SUMMARY OF THE STUDY
The authors looked at how often children were diagnosed with birth defects before reaching 2 years of age. The study looked at the frequency in over one million children born between 1997 and 2016. The researchers compared how often the birth defects occurred in children who were exposed to MMI, or PTU or not exposed at all to these antithyroid drugs. The researchers found that birth defects were seen in only 6.7% of children who were not exposed to ATDs, but were higher for those children exposed to MMI, at 9.6%, and 8.3% for those exposed to PTU. The researchers also checked specifically only the kinds of birth defects previous studies have found were especially common in children of mothers who take antithyroid drugs. Of the children who were not exposed to antithyroid drugs only 3.1% had these kinds of birth defects, but of the children who were exposed to MMI, 6.4% had these kinds of birth defects and only 4.4% were seen in PTU exposed children.

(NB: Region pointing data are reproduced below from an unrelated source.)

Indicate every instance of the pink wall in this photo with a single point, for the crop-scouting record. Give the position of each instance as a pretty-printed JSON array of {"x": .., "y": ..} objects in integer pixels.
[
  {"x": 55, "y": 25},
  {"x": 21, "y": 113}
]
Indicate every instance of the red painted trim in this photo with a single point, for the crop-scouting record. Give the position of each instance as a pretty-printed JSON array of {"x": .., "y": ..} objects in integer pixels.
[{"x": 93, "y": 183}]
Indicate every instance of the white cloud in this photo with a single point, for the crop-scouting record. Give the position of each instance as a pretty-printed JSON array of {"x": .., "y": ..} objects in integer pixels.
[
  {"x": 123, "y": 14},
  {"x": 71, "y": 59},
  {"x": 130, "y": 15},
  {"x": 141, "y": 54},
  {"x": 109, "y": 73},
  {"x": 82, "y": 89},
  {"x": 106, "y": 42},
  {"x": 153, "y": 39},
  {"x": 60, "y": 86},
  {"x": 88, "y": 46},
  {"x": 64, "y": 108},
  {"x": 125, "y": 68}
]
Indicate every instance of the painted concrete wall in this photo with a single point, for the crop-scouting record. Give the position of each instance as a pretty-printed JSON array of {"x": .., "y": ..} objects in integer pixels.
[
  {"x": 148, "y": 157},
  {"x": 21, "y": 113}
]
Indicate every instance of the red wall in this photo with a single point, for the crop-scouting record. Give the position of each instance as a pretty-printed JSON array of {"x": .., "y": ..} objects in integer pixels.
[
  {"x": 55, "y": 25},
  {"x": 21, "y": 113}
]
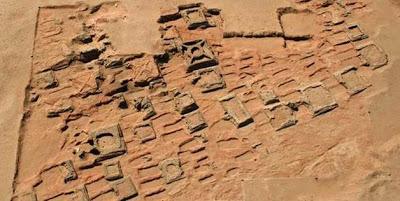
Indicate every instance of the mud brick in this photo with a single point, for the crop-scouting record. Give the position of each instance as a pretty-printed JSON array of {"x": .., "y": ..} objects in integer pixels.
[
  {"x": 339, "y": 38},
  {"x": 113, "y": 88},
  {"x": 125, "y": 189},
  {"x": 59, "y": 108},
  {"x": 70, "y": 173},
  {"x": 143, "y": 104},
  {"x": 198, "y": 55},
  {"x": 319, "y": 98},
  {"x": 209, "y": 80},
  {"x": 184, "y": 103},
  {"x": 114, "y": 62},
  {"x": 109, "y": 142},
  {"x": 45, "y": 80},
  {"x": 195, "y": 122},
  {"x": 112, "y": 171},
  {"x": 31, "y": 196},
  {"x": 355, "y": 32},
  {"x": 169, "y": 14},
  {"x": 281, "y": 116},
  {"x": 171, "y": 170},
  {"x": 89, "y": 53},
  {"x": 195, "y": 18},
  {"x": 189, "y": 6},
  {"x": 81, "y": 194},
  {"x": 372, "y": 55},
  {"x": 170, "y": 38},
  {"x": 235, "y": 110},
  {"x": 145, "y": 132},
  {"x": 144, "y": 71},
  {"x": 268, "y": 97},
  {"x": 349, "y": 78}
]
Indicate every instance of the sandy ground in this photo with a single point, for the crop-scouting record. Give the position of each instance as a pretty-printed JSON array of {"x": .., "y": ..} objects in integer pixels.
[{"x": 17, "y": 43}]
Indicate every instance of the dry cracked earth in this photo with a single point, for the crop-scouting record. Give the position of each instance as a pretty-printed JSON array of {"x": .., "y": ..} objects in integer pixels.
[{"x": 212, "y": 100}]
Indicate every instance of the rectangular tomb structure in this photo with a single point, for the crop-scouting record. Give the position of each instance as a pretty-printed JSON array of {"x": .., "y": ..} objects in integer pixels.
[
  {"x": 124, "y": 189},
  {"x": 209, "y": 80},
  {"x": 195, "y": 122},
  {"x": 319, "y": 98},
  {"x": 145, "y": 131},
  {"x": 198, "y": 55},
  {"x": 184, "y": 103},
  {"x": 350, "y": 79},
  {"x": 355, "y": 32},
  {"x": 235, "y": 110},
  {"x": 372, "y": 55},
  {"x": 171, "y": 170},
  {"x": 195, "y": 18},
  {"x": 281, "y": 116},
  {"x": 109, "y": 142}
]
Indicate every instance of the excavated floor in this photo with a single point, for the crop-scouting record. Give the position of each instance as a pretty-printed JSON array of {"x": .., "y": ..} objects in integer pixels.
[{"x": 200, "y": 101}]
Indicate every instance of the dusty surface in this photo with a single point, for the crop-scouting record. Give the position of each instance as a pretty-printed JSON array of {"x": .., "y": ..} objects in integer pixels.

In the children who were exposed to PTU, the birth defects were found only in the face, neck and urinary system, while children who were exposed to MMI, the birth defects involved many organs: some had aplasia cutis (lack of skin in the scalp), esophageal or choanal atresia (back of the nasal passage is blocked) and omphalocele (abdominal wall defect with abdominal organs misplaced outside the abdomen). In children of women who switched from MMI to PTU during the first trimester, 5% had this specific type of birth defects as compared to 3.1% in the unexposed children.

When the authors looked at whether a mother’s hyperthyroidism in general seemed to cause birth defects, they found no evidence that it did. However, they did find that that in the women who specifically had overt hypothyroidism (low thyroid hormone levels), there were more birth defects.

WHAT ARE THE IMPLICATIONS OF THIS STUDY?
This study supports the current ATA recommendations that PTU should be used in women with hyperthyroidism during the first trimester of pregnancy, because it shows that children who were exposed to MMI in the first trimester had more frequent and more severe birth defects. Switching from MMI to PTU in early pregnancy has also been found to lower the risk of birth defects as compared to staying on MMI (although it may be best to avoid MMI use completely in the first trimester). Hyperthyroidism alone was not associated with birth defects, but overt hypothyroidism should be avoided because it increases the risk of birth defects.

— Susana Ebner MD

ABBREVIATIONS & DEFINITIONS

Hyperthyroidism: a condition where the thyroid gland is overactive and produces too much thyroid hormone. Hyperthyroidism may be treated with antithyroid meds (Methimazole, Propylthiouracil), radioactive iodine or surgery.

Graves’ disease: the most common cause of hyperthyroidism in the United States. It is caused by antibodies that attack the thyroid and turn it on.

Congenital: Condition that exists at birth.

Methimazole: an antithyroid medication that blocks the thyroid from making thyroid hormone. Methimazole is used to treat hyperthyroidism, especially when it is caused by Graves’ disease.

Propylthiouracil (PTU): an antithyroid medication that blocks the thyroid from making thyroid hormone. Propylthiouracil is used to treat hyperthyroidism, especially in women during pregnancy.

Miscarriage: this occurs when a baby dies in the first few months of a pregnancy, usually before 22 weeks of pregnancy.